Industry-banking committee lowers Thai GDP growth forecast for year

FRIDAY, SEPTEMBER 08, 2023

The Joint Standing Committee on Commerce, Industry, and Banking (JSCCIB) has lowered Thailand’s GDP growth forecast to 2.5-3% for this year.

The committee cited clear economic weakness, with exports contracting by 0.5-2%. They are urging the new government to implement immediate measures to reduce the cost of living and stimulate the economy, especially in areas like tourism, including free visas, increased flights, and support for domestic tourism, to boost Thai economic growth to at least 3%.

According to Kriengkrai Thiennukul, chairman of the Federation of Thai Industries (FTI), there are urgent tasks before the new government to drive the Thai economy for the remaining period of this year amid continuing weak exports and lower spending by foreign tourists.

The committee, comprising the Thai Chamber of Commerce, the FTI, and the Thai Bankers' Association (TBA), plans to meet with Prime Minister Srettha Thavisin to present economic strategies, especially for the remaining part of this year to maintain, if not increase, the country's GDP growth.

Additionally, the National Economic and Social Council is coordinating with the committee to address economic issues in collaboration with both the public and private sectors.
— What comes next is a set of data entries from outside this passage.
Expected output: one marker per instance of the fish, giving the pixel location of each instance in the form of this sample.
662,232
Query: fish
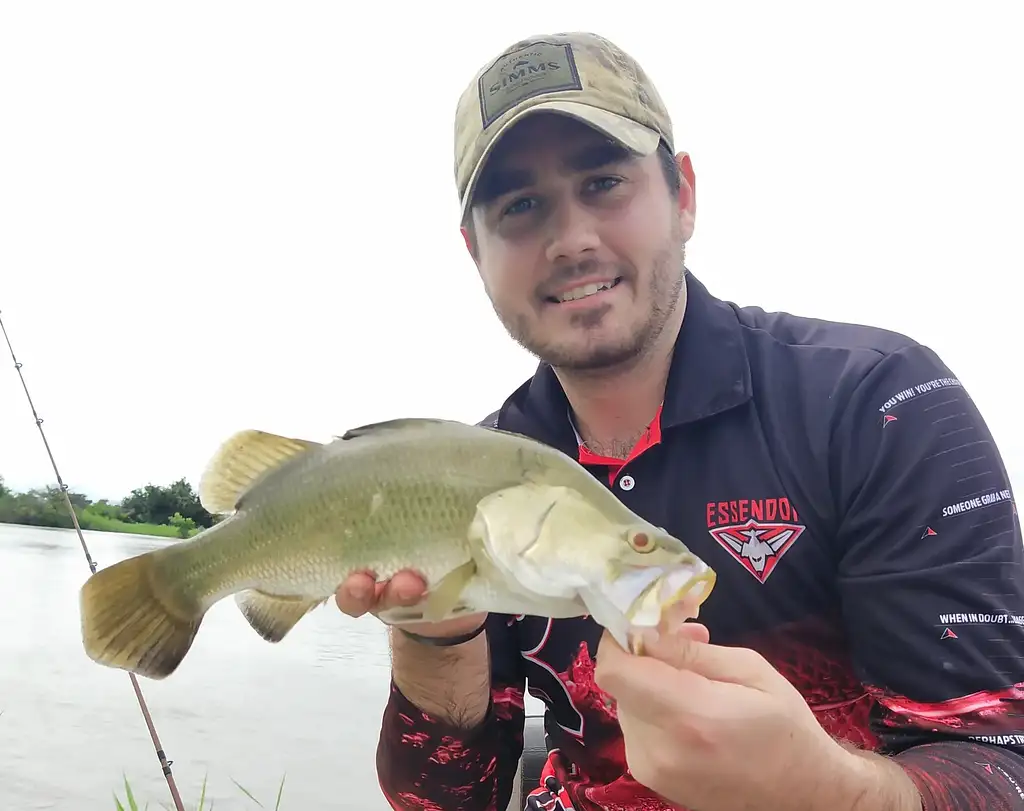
493,521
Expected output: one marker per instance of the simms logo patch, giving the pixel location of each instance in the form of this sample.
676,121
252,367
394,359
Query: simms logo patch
541,68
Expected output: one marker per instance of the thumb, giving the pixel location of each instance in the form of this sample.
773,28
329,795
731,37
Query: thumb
687,648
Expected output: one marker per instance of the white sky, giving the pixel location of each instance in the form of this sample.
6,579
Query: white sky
223,215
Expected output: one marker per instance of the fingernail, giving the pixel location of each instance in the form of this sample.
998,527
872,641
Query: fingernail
360,591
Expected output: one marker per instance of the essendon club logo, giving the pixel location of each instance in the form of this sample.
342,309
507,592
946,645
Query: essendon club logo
758,546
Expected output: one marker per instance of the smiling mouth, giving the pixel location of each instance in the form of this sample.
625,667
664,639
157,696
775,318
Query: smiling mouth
583,292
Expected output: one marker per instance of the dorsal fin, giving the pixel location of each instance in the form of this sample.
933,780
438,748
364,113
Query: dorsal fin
242,460
398,424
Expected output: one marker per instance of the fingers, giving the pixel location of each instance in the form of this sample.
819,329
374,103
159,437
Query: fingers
360,593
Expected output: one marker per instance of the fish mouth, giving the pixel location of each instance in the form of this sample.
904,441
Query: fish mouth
643,595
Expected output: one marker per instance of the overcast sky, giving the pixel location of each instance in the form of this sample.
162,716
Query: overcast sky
224,215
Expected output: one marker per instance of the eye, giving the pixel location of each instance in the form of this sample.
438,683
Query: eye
641,542
518,207
604,183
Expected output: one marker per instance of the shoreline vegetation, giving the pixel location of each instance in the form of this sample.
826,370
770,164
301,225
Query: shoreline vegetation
132,804
172,511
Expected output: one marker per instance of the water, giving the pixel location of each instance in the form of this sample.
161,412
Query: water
237,708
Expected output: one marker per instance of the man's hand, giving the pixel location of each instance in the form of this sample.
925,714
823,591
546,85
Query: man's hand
360,594
719,729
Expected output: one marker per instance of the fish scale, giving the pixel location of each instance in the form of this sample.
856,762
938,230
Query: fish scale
492,520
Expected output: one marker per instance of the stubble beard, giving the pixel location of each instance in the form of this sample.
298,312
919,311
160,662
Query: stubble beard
604,356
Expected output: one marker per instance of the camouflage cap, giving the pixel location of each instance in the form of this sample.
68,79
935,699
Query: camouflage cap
581,75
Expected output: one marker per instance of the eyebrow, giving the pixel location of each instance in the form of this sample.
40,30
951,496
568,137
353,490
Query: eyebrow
499,180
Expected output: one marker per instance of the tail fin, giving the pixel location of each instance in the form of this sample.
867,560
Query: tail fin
126,625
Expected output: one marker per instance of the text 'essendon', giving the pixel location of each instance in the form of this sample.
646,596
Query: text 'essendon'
742,510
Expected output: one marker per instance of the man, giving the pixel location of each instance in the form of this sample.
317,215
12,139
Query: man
862,647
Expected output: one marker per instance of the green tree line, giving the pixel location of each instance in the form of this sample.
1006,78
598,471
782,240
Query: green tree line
173,511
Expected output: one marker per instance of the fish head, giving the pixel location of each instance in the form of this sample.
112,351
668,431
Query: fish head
649,572
552,541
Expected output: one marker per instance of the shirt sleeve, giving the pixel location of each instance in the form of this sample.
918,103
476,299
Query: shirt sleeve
428,765
932,582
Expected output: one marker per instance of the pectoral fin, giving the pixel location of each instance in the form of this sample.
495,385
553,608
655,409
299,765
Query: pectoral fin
273,615
443,597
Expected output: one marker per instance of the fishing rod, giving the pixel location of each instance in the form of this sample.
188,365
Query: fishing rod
165,764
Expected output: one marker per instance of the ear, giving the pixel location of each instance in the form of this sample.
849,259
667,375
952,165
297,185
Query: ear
687,195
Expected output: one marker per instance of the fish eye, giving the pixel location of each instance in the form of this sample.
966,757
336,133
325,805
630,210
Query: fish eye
641,542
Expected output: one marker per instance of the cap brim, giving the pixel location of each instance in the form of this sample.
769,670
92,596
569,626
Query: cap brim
631,134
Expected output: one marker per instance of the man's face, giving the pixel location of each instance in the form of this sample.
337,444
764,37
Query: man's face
579,244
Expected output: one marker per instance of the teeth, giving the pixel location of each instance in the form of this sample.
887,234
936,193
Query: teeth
583,292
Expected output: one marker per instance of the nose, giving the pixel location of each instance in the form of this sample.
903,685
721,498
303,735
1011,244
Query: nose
572,236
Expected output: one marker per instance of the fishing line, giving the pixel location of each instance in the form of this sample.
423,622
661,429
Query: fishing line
165,764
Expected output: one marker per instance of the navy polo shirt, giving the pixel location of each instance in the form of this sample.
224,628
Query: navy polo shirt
848,494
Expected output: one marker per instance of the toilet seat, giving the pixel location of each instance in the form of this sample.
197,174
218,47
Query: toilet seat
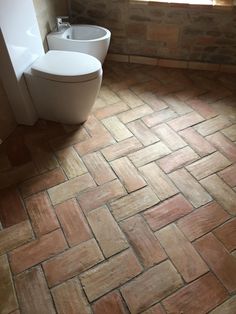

They have proposed meetings every six months to review development plans for the private sector at both provincial and regional levels.

On September 7, the committee evaluated Thailand’s economic situation for the remainder of the year. They emphasised the need to expedite economic measures announced by the government, including reducing electricity and oil prices and increasing the number of foreign tourists to over 30 million. They also suggested the following additional measures to support at least a 3% GDP growth:

● Make it easier for foreign tourists to visit, such as by expediting temporary visas for tourists from certain countries to ensure a minimum of 30 million foreign tourists.

● Promote domestic tourism by Thais by organising activities to increase spending per person per trip by up to 30%.

● Promote exports to growing markets such as the Middle East, the Commonwealth of Independent States (CIS), and seek new export markets to prevent export contraction.

● Address debt problems by increasing income opportunities for small and medium-sized enterprises and households to deal with debt burdens effectively, as well as consider a debt consolidation mechanism for efficient and comprehensive debt management.

The Thai economy is clearly facing challenges, with a slow recovery and risks from the sluggish global economy as reflected in the declining Purchasing Managers' Index of major countries and the ongoing weak economic activities in the service sector.

However, tourism remains a key driver for the country's economy in the remaining quarter of the year.

The committee recommended expediting additional measures to boost tourism, including fast-tracking visas, increasing flights, and improve communication to instil confidence in travellers about safety, according Payong Srivanich, chairman of the Thai Bankers' Association.